British computer scientist (1926–2008)

Oliver Gordon Selfridge (10 May 1926 – 3 December 2008) was a British-American mathematician and computer scientist who pioneered the early foundations of modern artificial intelligence. He is mostly known for his 1959 paper, Pandemonium: A Paradigm For Learning describing what's now known as the Pandemonium Architecture. He has been called the "Father of Machine Perception."
==Early life and education==
Selfridge, born in England, was a grandson of Harry Gordon Selfridge, the founder of Selfridges department stores. His father was Harry Gordon Selfridge Jr. and his mother was a clerk at Selfridge's store. He was educated at Malvern College, and, upon moving to the US, at Middlesex School in Concord, Massachusetts, before earning an S.B. from MIT in mathematics in 1945. He then became a graduate student of Norbert Wiener at MIT, but did not write up his doctoral research and never earned a Ph.D.

== Career ==
Marvin Minsky considered Selfridge to be one of his mentors, and Selfridge was one of the 11 attendees, with Minsky, of the Dartmouth workshop that is considered the founding event of artificial intelligence as a field.

Selfridge wrote important early papers on neural networks, pattern recognition, and machine learning, and his "Pandemonium" paper, published in 1959, is generally recognized as a classic in artificial intelligence.
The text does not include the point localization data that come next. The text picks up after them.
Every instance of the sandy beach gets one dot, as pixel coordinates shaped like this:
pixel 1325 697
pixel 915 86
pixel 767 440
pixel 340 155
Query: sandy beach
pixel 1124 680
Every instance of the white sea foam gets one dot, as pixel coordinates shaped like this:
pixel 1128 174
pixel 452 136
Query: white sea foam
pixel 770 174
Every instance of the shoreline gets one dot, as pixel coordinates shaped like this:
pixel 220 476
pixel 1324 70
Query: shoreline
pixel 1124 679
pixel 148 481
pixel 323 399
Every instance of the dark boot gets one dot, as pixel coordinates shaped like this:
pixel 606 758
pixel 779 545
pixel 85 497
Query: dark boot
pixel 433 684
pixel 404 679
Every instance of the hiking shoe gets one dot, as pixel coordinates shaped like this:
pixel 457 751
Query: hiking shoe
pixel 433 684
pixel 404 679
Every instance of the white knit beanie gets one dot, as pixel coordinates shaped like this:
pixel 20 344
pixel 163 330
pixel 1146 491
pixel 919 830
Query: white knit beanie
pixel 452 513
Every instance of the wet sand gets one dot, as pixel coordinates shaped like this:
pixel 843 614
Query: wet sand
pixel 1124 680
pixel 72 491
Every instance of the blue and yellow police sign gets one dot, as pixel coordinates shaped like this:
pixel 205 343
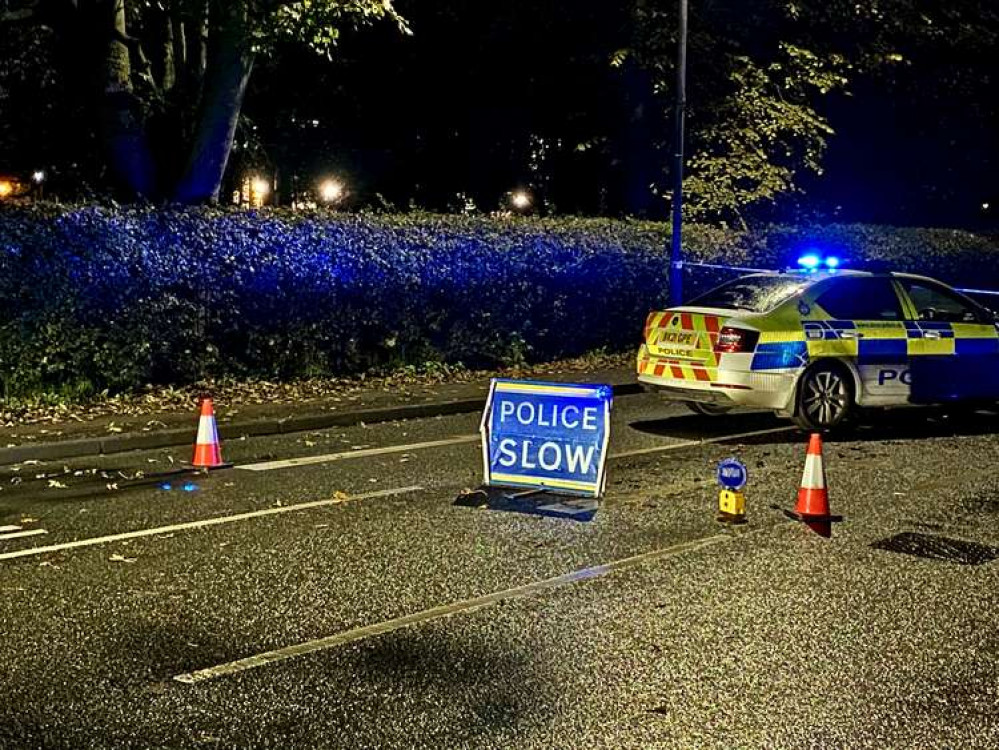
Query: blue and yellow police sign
pixel 549 436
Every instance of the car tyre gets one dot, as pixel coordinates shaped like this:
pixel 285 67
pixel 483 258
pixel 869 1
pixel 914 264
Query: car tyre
pixel 825 397
pixel 708 410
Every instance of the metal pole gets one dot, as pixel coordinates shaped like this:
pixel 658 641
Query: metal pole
pixel 676 249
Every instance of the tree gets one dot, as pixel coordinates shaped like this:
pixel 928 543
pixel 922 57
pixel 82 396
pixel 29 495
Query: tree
pixel 167 80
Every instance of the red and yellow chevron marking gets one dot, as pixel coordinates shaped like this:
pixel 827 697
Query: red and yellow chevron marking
pixel 674 368
pixel 682 336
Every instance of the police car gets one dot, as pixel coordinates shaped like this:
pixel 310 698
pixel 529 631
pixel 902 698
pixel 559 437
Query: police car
pixel 814 346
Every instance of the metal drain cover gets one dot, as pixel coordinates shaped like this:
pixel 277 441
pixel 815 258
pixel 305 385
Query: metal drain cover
pixel 938 548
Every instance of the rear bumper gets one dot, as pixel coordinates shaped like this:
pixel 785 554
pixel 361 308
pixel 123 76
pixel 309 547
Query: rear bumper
pixel 731 382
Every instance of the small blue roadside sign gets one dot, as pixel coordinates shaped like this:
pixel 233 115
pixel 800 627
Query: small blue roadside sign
pixel 732 474
pixel 547 436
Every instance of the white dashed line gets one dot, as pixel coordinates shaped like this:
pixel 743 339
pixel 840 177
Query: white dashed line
pixel 22 534
pixel 705 441
pixel 367 453
pixel 218 520
pixel 437 613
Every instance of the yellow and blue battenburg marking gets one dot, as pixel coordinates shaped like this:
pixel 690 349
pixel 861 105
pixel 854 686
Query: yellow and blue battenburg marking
pixel 550 436
pixel 874 342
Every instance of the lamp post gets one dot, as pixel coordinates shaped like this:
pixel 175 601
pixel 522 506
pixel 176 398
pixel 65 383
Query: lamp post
pixel 39 179
pixel 331 191
pixel 676 248
pixel 521 200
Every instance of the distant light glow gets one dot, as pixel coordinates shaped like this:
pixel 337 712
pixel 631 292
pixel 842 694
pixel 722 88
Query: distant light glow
pixel 810 261
pixel 521 200
pixel 331 191
pixel 260 186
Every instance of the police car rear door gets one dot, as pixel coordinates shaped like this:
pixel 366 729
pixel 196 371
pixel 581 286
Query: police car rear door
pixel 953 344
pixel 867 327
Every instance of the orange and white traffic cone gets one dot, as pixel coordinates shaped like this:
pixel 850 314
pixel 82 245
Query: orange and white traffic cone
pixel 207 450
pixel 813 495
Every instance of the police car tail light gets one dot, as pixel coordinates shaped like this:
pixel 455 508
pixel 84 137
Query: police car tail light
pixel 734 340
pixel 648 325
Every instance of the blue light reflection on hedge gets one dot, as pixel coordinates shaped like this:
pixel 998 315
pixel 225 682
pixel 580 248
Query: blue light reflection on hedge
pixel 100 298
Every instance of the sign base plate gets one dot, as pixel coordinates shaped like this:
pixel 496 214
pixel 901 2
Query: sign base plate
pixel 533 502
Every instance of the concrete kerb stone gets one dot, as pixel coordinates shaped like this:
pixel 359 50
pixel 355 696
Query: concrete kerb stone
pixel 58 450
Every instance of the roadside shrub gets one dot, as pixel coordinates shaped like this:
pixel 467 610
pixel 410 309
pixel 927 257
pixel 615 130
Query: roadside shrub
pixel 99 299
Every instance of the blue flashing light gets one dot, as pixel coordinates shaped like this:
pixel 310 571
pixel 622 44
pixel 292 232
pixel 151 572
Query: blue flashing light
pixel 810 262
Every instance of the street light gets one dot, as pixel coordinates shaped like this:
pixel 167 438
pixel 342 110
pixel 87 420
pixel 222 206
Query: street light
pixel 676 247
pixel 331 191
pixel 259 188
pixel 38 177
pixel 521 200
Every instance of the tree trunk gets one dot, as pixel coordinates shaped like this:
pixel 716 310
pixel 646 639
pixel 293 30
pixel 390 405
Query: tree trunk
pixel 230 62
pixel 122 121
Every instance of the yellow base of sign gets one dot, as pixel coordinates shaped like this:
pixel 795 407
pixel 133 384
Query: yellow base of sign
pixel 731 507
In it, Selfridge introduced the notion of "demons" that record events as they occur, recognize patterns in those events, and may trigger subsequent events according to patterns they recognize. Over time, this idea gave rise to aspect-oriented programming.

In 1968, in their formative paper "The Computer as a Communication Device", J. C. R. Licklider and Robert Taylor introduced a concept known as an OLIVER (On-Line Interactive Vicarious Expediter and Responder), which was named in honor of Selfridge.

Selfridge spent his career at Lincoln Laboratory, MIT (where he was Associate Director of Project MAC), Bolt, Beranek and Newman, and GTE Laboratories where he became Chief Scientist. He served on the NSA Advisory Board for 20 years, chairing the Data Processing Panel. In 1991 he was elected a Fellow of the Association for the Advancement of Artificial Intelligence. Selfridge retired in 1993.

In 2015, Duncan Campbell identified Selfridge as his "best source" for Campbell's 1980 reporting on US National Security Agency wiretapping activity at RAF Menwith Hill in England. Campbell described this operation in New Statesman as a "billion dollar phone tap".

Selfridge also authored four children's books: Sticks, Fingers Come In Fives, All About Mud, and Trouble With Dragons.

== Personal life ==
Selfridge was married and divorced twice and is survived by two daughters and two sons.